Slim trees, as tall as regular trees, are going to be only about half as wide and can be as narrow as 18 inches across.
A Christmas tree diameter is measured by “taper.” The 10-foot traditional tree might have a taper of 80 percent, meaning its lowest branches have a diameter of 8 feet. A slim tree’s taper might be 40 to 50 percent.
The slim tree profile blends with sleek, modern design schemes. It is budget-friendly, with the cost running below that of a traditional triangle-shaped tree and it requires fewer ornaments.
By using a skinny, you won’t have to move the furniture to insert one into a dining room or alongside a staircase or fireplace. And in gaining floor space, more than one tree in a room or trees in multiple rooms would be possible.

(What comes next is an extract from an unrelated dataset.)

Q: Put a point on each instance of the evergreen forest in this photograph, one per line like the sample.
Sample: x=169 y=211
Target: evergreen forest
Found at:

For most of us, Christmas means a more-is-more approach to decorating the tree, with ornaments of varying sizes equally distributed, followed by swags of ribbon, beads or tinsel. Decorating a skinny tree takes planning. Start at the top with small ornaments and work down using medium-size ornaments, reserving large ornaments for the trunk area and near the bottom.
An overall simple presentation works the best. Anchor your tree visually with presents that spill out from beneath the lower branches.
Although you might want to out-skinny the svelte trend, once you get as thin as a pencil tree, it’s no longer festive. The maxim, “You can never be too rich or too thin,” doesn’t apply to Christmas trees.